Dan, ketika mereka tengah lahap melibas hidangan mereka, tiba-tiba HP sebesar kepala anjing itu menggonggong. Tut…tut…tut…
Spontan disambarnya HP yang semula diletakkan di samping piring si lelaki itu. Dibukanya dan segera disambutnya suara dari seberang sana. Masih dengan mulut penuh makanan.
”Hallo…, ya? Sebentar lagi deh! Tanggung nih…lagi makan. Apa? Anjing benar si anu! Tidak bisa! Pokoknya proyek itu harus aku yang memenangkan! Kalau tidak biar aku kirim anjing-anjingku untuk menggititnya,” Dan, ditutupnya HP sebesar kepala anjing itu dengan kasar.
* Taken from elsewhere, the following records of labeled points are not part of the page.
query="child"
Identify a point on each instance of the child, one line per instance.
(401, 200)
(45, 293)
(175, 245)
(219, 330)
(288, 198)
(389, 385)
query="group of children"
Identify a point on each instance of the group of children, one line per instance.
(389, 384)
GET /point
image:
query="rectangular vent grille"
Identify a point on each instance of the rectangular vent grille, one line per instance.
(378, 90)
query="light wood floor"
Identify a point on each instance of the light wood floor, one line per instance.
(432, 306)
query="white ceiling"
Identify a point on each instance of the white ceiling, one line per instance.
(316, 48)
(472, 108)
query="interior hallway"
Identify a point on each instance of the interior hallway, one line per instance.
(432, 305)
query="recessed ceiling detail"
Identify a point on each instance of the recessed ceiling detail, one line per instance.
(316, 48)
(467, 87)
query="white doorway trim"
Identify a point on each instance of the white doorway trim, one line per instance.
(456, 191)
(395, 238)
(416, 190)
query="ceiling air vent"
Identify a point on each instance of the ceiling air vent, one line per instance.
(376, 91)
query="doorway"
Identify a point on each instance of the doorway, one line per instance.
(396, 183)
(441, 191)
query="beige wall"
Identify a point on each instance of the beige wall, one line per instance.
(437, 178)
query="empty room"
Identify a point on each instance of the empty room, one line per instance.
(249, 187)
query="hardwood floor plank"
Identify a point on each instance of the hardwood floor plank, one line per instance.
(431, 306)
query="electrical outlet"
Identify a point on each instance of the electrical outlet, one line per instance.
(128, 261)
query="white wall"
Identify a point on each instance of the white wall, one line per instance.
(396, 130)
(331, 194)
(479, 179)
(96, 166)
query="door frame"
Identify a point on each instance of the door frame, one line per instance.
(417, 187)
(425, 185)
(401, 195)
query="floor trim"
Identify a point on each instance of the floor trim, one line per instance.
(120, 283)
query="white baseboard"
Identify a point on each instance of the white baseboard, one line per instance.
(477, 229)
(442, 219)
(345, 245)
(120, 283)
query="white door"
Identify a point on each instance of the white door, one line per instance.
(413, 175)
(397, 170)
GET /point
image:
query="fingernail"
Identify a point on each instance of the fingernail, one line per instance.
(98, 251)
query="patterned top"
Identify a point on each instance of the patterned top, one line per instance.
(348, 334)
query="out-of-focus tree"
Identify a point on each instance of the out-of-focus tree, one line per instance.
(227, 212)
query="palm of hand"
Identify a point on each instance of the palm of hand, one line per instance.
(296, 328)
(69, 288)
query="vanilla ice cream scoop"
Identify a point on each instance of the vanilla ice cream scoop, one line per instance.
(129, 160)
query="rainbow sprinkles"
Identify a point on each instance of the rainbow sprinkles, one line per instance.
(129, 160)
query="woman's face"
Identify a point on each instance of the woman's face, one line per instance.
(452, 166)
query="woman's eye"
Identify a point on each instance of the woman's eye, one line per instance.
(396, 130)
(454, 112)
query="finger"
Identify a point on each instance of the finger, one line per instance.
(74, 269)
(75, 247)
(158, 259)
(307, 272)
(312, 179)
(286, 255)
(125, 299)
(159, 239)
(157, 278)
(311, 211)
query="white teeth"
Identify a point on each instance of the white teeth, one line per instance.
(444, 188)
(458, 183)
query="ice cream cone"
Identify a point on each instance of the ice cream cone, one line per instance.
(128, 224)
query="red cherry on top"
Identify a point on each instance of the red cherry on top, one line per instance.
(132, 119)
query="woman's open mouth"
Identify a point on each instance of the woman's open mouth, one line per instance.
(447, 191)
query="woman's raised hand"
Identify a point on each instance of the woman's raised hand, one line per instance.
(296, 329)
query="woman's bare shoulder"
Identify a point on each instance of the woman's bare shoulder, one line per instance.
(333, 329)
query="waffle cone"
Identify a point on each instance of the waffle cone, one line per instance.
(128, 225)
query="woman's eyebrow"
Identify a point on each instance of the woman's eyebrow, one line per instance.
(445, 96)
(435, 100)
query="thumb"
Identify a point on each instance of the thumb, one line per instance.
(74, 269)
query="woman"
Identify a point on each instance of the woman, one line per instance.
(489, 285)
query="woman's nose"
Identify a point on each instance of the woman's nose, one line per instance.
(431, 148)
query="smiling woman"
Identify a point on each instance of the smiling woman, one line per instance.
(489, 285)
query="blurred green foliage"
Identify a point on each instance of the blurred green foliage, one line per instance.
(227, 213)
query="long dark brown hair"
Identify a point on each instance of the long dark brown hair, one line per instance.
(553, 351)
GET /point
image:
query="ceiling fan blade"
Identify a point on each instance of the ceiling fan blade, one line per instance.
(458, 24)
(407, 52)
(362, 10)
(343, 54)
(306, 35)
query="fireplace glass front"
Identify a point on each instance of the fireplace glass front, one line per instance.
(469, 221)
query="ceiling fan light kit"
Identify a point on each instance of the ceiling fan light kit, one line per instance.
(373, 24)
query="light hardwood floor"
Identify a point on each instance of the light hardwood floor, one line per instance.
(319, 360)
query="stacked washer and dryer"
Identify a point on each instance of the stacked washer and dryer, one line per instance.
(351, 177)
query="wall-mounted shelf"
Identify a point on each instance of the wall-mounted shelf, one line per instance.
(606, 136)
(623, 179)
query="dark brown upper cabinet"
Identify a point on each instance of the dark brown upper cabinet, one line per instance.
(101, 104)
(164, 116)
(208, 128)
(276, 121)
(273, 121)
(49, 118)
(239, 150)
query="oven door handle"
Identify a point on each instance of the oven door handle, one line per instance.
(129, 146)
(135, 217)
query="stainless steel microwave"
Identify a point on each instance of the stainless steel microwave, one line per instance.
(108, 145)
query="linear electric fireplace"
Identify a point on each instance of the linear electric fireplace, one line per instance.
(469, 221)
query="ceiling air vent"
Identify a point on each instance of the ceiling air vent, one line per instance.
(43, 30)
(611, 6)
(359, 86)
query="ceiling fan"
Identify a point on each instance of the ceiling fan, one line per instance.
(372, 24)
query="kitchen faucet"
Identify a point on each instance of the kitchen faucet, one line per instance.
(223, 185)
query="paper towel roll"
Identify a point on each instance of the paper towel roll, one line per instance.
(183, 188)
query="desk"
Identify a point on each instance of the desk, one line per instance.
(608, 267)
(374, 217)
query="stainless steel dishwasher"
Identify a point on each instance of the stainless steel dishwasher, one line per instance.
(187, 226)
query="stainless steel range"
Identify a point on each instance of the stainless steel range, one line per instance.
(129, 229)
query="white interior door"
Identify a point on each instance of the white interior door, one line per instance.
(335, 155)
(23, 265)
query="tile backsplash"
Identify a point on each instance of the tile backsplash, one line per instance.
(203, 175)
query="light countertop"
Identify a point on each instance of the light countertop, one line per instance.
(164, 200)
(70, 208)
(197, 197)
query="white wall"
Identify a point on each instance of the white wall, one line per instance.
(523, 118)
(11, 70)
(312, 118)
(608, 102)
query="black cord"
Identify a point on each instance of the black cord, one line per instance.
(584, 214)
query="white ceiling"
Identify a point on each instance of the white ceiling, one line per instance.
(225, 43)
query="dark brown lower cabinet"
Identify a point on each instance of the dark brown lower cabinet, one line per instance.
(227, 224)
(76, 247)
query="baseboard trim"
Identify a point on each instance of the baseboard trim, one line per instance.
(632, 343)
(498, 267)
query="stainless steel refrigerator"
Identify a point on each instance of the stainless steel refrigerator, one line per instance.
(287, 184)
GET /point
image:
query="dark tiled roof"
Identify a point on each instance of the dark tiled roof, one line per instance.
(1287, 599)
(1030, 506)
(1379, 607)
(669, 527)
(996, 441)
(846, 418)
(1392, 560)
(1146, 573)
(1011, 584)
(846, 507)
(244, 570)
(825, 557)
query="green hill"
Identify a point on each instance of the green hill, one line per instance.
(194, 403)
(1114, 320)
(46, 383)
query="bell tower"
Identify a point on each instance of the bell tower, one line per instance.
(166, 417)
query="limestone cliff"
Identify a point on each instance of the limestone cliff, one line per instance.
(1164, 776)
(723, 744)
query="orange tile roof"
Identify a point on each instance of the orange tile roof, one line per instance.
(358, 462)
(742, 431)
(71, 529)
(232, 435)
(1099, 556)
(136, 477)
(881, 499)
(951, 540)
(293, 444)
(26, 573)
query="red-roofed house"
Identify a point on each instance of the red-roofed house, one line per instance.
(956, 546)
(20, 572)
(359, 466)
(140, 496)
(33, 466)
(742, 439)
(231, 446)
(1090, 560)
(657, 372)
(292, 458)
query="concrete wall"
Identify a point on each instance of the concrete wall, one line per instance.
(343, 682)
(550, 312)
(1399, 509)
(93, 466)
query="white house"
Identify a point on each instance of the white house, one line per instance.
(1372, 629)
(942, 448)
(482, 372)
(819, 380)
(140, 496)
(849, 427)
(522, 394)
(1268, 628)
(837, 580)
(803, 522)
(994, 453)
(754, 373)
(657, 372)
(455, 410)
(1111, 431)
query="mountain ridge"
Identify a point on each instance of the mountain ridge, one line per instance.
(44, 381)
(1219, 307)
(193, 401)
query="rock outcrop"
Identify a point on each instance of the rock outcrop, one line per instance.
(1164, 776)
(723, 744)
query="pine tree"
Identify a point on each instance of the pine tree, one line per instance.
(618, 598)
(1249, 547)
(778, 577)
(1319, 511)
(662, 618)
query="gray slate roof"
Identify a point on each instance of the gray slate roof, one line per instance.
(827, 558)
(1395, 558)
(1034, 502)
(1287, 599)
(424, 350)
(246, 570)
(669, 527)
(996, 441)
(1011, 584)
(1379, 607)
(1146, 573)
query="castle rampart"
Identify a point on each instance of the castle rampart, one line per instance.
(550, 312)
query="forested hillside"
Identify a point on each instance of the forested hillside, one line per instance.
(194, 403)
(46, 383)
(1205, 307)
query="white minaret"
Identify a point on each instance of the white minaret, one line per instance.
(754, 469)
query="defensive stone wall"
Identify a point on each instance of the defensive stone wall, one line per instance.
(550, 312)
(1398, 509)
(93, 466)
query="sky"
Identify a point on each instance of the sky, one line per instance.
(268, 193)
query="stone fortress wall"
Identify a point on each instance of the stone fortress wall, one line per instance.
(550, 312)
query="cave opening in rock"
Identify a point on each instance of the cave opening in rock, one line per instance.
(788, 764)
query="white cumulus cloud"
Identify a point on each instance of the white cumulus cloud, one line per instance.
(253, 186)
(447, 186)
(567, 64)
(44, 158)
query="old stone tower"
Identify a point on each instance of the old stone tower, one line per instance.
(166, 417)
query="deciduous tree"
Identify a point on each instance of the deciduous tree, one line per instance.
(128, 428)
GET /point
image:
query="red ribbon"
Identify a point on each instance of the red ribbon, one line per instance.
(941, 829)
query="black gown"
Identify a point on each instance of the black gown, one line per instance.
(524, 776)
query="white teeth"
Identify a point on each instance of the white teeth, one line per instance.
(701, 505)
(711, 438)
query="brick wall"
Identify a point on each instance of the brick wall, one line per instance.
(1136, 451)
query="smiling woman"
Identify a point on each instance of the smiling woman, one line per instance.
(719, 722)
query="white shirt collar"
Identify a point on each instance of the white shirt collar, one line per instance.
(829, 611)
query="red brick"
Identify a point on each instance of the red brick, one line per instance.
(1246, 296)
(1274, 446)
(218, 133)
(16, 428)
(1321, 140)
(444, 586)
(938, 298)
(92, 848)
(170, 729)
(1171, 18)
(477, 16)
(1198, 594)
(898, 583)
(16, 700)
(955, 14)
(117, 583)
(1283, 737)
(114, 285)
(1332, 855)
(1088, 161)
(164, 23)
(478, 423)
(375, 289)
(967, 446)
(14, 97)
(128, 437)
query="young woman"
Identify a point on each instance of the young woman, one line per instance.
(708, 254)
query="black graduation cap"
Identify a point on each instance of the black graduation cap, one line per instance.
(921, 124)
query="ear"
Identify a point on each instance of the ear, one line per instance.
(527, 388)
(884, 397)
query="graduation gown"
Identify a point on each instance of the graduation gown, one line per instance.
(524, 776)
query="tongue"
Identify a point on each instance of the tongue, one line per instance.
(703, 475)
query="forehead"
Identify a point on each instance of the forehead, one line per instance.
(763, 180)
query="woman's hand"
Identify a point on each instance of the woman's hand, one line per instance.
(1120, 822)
Sebelum akhirnya dilemparkannya ke lantai.
Olala…aneh bin ajaib. HP itu bukannya hancur berkeping-keping ketika bersentuhan dengan lantai keramik putih itu. Justru berubah wujud menjadi sebenar-benarnya anjing dengan kepala HP. Kemudian, anjing itu, berlari, seperti sudah terkomando, melesat lari pergi. ”Ayo Kikik, buat jera si anu yang coba mengganggu proyekku!” teriak lelaki paling norak sedunia itu. Kepada anjing berkepala HP itu.
Saya dan rekan saya hanya terbengong melihat kejadian luar biasa itu. ”Olala..dunia…dunia,” serentak kami melolong demikian.